Microindolinone A, a Novel 4,5,6,7-Tetrahydroindole, from the Deep-Sea-Derived Actinomycete Microbacterium sp. MCCC 1A11207.

A novel indole, microindolinone A (1), was isolated from a deep-sea-derived actinomycete Microbacterium sp. MCCC 1A11207, together with 18 known compounds (2-19). By detailed analysis of the ¹H, 13C, HSQC, COSY, HMBC, high resolution electron spray ionization mass spectrum (HRESIMS), and circular dichroism (CD) data, the absolute configuration of 1 was elucidated as 5R-hydroxy-4,5,6,7-tetrahydroindole-4-one. It is noteworthy that 1 is the second example of a saturated indole isolated from nature.

1. Introduction

Actinomycetes are Gram-positive bacteria known for their ability to produce structurally novel secondary metabolites with various biological activities [1]. The best-known compound is salinosporamide A [2,3]. Very recently, the representative examples included pyrazolofluostatins and aminorifamycins isolated from marine Micromonospora species [4,5].

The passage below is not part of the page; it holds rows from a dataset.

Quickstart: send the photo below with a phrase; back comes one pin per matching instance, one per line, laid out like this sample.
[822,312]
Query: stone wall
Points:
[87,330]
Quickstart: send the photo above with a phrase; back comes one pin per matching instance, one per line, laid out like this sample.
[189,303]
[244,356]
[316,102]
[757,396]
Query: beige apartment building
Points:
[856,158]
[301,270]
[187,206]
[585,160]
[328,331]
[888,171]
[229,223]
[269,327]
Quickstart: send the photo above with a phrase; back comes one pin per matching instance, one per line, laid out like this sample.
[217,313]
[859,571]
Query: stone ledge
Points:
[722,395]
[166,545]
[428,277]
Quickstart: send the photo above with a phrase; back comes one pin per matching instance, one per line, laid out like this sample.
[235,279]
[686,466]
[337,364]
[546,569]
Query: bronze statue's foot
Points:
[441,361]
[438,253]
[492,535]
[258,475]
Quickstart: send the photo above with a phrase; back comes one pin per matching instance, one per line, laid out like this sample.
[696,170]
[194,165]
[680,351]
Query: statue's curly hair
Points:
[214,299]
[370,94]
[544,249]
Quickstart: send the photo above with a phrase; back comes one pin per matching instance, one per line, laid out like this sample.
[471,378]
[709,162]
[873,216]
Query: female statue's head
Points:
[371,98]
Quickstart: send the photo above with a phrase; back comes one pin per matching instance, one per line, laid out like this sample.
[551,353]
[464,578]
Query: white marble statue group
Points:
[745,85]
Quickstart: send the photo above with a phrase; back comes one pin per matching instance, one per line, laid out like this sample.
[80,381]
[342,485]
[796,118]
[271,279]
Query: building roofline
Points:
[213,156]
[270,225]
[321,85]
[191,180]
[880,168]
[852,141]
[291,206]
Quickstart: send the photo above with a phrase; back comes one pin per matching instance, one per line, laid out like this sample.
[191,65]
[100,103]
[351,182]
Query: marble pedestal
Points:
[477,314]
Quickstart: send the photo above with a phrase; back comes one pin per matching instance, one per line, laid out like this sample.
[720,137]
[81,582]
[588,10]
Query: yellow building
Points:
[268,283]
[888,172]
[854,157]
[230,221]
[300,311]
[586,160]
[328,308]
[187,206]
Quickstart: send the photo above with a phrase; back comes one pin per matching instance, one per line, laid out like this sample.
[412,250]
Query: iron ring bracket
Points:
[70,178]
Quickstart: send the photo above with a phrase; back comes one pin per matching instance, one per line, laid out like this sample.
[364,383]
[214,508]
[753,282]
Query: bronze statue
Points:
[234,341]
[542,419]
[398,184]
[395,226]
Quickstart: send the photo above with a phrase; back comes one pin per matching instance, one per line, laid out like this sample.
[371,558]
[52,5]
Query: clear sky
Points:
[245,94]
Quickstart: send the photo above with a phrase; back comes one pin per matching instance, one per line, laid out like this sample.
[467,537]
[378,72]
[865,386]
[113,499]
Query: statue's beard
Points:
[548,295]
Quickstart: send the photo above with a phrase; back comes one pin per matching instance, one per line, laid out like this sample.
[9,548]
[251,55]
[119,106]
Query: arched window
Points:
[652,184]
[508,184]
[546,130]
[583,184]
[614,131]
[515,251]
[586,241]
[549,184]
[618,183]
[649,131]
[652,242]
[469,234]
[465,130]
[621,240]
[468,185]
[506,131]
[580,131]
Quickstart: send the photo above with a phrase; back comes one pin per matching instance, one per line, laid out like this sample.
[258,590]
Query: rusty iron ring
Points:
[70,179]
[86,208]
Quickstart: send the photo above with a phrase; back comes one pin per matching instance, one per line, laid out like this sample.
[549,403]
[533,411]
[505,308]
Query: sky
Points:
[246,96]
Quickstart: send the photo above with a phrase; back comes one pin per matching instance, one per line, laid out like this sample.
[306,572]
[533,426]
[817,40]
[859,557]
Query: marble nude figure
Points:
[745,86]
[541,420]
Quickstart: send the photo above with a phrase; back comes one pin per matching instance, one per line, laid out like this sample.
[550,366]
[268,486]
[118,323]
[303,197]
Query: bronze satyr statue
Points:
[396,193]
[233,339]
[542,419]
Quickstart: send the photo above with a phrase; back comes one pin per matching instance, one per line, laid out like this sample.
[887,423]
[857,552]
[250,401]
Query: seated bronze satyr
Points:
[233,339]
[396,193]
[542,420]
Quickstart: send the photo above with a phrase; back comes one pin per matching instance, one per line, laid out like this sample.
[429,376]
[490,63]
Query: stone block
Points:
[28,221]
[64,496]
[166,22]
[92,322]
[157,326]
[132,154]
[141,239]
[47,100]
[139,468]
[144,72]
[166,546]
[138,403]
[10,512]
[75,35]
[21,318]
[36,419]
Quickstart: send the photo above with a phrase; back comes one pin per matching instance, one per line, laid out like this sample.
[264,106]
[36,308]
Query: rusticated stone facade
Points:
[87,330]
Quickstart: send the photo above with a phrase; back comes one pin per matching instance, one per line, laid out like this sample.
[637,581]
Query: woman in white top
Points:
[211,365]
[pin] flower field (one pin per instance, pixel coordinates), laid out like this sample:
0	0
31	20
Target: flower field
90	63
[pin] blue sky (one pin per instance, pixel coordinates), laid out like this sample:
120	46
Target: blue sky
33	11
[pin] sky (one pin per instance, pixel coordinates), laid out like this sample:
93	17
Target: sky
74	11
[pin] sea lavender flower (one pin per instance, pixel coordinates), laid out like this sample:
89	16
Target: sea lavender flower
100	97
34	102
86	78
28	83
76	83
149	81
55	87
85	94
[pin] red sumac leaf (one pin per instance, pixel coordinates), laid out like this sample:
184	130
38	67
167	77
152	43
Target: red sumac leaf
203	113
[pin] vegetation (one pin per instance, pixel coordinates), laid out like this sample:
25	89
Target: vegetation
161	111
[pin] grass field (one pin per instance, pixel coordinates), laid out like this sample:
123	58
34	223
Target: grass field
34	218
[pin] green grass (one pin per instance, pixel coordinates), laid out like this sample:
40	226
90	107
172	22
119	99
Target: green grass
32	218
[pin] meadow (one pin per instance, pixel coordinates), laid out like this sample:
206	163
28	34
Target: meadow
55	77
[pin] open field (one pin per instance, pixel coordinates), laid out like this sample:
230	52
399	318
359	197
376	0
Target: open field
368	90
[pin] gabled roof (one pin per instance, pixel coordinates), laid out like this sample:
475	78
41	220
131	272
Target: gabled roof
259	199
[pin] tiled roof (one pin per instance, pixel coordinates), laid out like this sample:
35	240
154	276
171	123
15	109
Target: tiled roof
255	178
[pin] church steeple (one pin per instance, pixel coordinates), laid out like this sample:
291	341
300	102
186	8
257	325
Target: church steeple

The genus Microbacterium of the Microbacteriaceae family was first proposed by Orla-Jensen in 1919. Up to now, there are 97 species reported from diverse habitats including land, ocean, air, blood, etc. However, only four compounds were reported from this genus [6,7]. In our current research for novel compounds from deep-sea-derived microorganisms [8,9,10], the actinomycete Microbacterium sp. MCCC 1A11207, isolated from southwestern Indian Ocean sediment, was subjected to a systematic chemical examination. Consequently, one new and 18 known compounds were obtained. Herein, we report the isolation, structural elucidation, and bioactivities of these compounds.

2. Results and Discussion

Microbacterium sp. MCCC 1A11207 was cultured in a 50 L fermentor containing 30 L A3 medium for 10 days. Then, the fermentation broth was centrifuged. The supernatant was extracted with EtOAc and the mycelium was extracted with MeOH. They were concentrated and combined to give the crude extract (17 g). By repeated column chromatography (CC) over silica gel, octadecylsilyl (ODS), and Sephadex LH-20, 19 compounds were obtained (Figure 1).

Figure 1

Compounds isolated from Microbacterium sp. MCCC 1A11207.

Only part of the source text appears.